Requirements Management

The main difficulties in “intelligent” traffic control are the often unknown and conflicting dependencies in the targets and requirement criteria. For the use of optimized traffic control methods a clear and consistent formulation of the control targets is crucial for the resulting functionality and performance. Inconsistent and conflicting requirements usually lead to significantly increased development and implementation efforts with reduced functionality and performance. Therefore the identification and quantification of requirement conflicts with accompanying processes for managing the resolutions is of highest priority in the early phase of the system specification.

ANDATA’s approach to solving traffic control offers a process with underlying software tools and methods for active requirements management for “intelligent” traffic solutions. By this we mean that it is clearly defined

  • which control actions are to be triggered when and how
  • in which traffic and environmental situations
  • based on which sensors and information.

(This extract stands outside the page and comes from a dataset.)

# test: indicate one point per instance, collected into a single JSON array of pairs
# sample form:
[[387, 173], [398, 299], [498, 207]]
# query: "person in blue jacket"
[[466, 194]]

These functional requirements are to be represented by examples from real readings or from simulations. The given data then build the basis

  • for an example-based system specification,
  • for a quick and early identification of requirement conflicts,
  • for a direct input to train the control functions.

Hereby also special simulation methods are offered for the definition and illustration of the desired control actions as well as an alternative course of action with respect to the resultant traffic values with performance criteria and sensor data. These show the dependencies and quantitative relations between the different criteria and traffic values with the different control targets and criteria.


Features and Advantages

  • Quantitative description of the dependencies and relations between the requirement and target criteria for traffic control.
  • Quick and early identification of conflicts in the requirements and target criteria, also showing options for the resolution of the conflicts.
  • Direct basis for the training and calibration of the control models.
  • Avoidance of extensive trial and error scenarios.
  • Controlled iterative improvements in the control results and systematic build-up and maintenance of expertise about the dependencies in traffic of a given city.